Federal legislation for mandatory alcohol screening, which takes effect Dec. 18, will allow police to demand a breath sample from any driver they lawfully stop. The current threshold requires reasonable suspicion the person has been drinking.
The government says the aim of the law is to reduce carnage on the roads by helping police catch drivers with more than the legal limit of alcohol in their bloodstream.
Cpl. Michael Zufferli, with the Red Deer RCMP, said it can be challenging for officers to determine if there is a reasonable suspicion someone is driving while impaired.
“If we don’t have someone admitting they’ve been drinking … or if the officer isn’t able to smell alcohol on their breath, it can be very difficult,” he said.
Some drivers will mask the smell of alcohol with tobacco or body spray, he said.

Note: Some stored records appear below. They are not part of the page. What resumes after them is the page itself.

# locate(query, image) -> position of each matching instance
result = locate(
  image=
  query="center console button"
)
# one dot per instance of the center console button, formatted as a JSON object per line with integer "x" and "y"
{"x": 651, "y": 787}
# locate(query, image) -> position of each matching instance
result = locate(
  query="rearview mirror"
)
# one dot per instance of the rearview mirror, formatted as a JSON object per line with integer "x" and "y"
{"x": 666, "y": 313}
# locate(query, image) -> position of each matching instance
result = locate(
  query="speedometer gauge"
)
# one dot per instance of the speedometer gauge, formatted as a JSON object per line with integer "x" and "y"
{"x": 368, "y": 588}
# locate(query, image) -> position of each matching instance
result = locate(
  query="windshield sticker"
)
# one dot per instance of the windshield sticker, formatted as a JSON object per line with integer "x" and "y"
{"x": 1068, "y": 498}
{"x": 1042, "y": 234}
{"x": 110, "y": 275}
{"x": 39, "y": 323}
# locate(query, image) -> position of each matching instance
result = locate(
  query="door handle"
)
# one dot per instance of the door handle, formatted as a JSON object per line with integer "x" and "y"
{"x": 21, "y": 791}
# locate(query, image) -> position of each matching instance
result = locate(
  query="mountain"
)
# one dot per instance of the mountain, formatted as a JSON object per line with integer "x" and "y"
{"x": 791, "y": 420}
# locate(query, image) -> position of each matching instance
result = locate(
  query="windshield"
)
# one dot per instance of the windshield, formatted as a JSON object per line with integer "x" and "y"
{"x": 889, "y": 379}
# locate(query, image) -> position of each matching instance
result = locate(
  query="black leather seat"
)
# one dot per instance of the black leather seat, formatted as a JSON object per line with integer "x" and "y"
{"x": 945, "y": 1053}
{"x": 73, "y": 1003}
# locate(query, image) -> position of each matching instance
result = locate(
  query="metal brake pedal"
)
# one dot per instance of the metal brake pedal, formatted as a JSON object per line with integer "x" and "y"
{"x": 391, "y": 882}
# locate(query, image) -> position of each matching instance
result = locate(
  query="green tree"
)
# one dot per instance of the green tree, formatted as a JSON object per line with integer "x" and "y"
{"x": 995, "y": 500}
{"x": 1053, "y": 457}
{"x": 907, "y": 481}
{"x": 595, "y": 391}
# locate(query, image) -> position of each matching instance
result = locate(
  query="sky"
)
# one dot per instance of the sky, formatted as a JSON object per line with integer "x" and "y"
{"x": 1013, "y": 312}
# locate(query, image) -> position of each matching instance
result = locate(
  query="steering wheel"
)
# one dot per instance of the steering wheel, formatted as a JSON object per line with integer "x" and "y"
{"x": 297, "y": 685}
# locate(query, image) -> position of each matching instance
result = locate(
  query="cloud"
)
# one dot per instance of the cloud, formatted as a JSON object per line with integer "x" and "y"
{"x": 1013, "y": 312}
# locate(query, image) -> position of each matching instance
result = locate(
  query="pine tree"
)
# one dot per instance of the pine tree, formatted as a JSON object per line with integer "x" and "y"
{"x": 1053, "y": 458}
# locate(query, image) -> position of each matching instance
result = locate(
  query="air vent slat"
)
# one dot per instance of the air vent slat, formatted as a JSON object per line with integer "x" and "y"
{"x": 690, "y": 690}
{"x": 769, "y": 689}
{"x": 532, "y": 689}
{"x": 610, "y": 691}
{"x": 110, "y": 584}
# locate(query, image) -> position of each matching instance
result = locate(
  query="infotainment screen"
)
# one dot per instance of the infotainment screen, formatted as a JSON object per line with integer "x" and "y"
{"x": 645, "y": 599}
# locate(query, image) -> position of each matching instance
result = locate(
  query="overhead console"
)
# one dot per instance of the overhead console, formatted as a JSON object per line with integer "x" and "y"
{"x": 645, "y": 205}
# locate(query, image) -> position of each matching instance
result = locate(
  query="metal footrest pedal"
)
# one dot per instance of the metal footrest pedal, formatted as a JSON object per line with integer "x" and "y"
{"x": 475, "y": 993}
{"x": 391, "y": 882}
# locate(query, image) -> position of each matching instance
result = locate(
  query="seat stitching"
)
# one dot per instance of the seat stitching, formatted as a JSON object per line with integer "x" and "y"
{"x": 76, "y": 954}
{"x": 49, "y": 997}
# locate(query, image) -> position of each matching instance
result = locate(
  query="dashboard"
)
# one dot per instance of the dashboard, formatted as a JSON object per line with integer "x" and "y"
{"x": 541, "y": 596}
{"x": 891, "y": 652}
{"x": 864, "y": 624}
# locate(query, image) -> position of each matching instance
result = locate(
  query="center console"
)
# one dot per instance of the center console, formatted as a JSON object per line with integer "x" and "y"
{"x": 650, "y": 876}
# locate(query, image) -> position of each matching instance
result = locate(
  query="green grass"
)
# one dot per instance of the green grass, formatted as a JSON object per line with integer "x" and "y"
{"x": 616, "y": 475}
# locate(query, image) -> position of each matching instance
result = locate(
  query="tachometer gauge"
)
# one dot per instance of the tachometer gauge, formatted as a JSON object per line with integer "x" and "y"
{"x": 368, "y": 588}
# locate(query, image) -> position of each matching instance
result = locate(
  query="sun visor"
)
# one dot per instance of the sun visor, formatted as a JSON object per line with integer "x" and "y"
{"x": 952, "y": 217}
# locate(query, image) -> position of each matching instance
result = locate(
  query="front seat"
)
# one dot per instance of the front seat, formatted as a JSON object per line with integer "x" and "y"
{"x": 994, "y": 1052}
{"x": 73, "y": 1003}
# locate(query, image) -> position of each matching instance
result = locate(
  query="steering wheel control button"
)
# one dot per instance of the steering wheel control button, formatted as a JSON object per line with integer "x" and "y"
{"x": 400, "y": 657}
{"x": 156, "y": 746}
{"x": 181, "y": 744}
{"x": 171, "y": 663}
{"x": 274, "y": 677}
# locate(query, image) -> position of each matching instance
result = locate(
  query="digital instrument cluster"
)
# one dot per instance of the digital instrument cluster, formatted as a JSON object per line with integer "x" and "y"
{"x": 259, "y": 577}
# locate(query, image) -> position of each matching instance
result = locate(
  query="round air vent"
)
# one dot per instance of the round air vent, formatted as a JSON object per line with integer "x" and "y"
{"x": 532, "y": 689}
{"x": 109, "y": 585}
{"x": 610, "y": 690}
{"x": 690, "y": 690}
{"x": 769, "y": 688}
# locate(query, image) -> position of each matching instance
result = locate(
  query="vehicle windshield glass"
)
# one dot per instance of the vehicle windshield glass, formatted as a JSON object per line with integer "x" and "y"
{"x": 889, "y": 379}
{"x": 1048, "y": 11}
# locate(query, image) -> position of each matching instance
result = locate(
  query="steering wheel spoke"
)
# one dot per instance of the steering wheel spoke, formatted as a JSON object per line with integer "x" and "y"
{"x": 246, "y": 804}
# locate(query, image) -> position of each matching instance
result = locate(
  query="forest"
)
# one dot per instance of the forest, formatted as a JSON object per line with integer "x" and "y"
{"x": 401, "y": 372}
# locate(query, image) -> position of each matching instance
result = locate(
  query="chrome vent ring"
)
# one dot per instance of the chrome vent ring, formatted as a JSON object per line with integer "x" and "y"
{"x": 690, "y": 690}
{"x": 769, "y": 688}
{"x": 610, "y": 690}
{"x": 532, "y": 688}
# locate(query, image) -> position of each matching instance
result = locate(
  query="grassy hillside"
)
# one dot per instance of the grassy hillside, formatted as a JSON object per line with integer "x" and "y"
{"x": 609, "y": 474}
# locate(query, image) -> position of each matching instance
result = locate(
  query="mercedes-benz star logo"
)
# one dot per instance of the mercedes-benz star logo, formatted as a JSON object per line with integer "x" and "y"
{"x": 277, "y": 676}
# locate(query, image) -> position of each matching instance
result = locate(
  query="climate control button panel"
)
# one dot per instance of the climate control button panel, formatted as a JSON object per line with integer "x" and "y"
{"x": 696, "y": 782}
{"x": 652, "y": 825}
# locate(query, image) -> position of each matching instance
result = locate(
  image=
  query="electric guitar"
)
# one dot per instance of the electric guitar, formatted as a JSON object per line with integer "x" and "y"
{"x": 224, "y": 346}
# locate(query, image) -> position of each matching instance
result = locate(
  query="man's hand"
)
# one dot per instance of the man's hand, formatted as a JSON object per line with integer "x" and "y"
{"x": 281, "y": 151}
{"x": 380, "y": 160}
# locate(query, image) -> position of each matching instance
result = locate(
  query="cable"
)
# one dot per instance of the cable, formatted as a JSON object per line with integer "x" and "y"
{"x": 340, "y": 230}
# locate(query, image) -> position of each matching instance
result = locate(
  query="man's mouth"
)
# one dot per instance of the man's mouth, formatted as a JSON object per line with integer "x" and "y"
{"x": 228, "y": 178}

“There could also be other patrons inside the vehicle with the driver who are extremely intoxicated. You could smell the alcohol off them, and we as police officers have to make sure the smell of metabolizing alcohol is coming from the driver and not the patrons of the vehicle,” said Zufferli.
Zufferli said local officers will be ready for the new law when it’s in place.
“All the members here will be subject to an information session so they understand the proper procedures, but when it comes to training, nothing’s changed,” he said.
Officers will use the same device to gather breath samples as they did before, he added.
“It’s exactly the same instrument we’ve been using for years. They’re maintained, calibrated every 28 days to ensure accuracy. There isn’t any requirement for new training,” he said.
Police could legally stop someone for speeding, going through a stop sign or as part of a holiday spot check program.
Multiple check stops are planned for Dec. 18.
“You’ll see us out there … doing these check stops, ensuring that we don’t have any impaired drivers on the roads and that we don’t have to go knocking on any family members’ doors and telling them their loved ones have been killed in collisions,” he said.
Mandatory screening shouldn’t cause any significant delay at check stops, he said.
“It’s not like we’re going to stop 3,000 cars and people will have to sit there until we test everyone. That would be unreasonable.
“This new mandatory screening is a reasonable measure to limit the amount of fatalities,” he said.
RCMP generally see an uptick of impaired drivers during the holiday season.
“It’s important people realize they have other options. You can stay over, you can call a cab, use a ride sharing service,” Zufferli said. “Driving impaired is not worth the risk.”
Mandatory alcohol screening is currently in place in more than 40 countries, including Australia, France, Germany, Ireland and Sweden.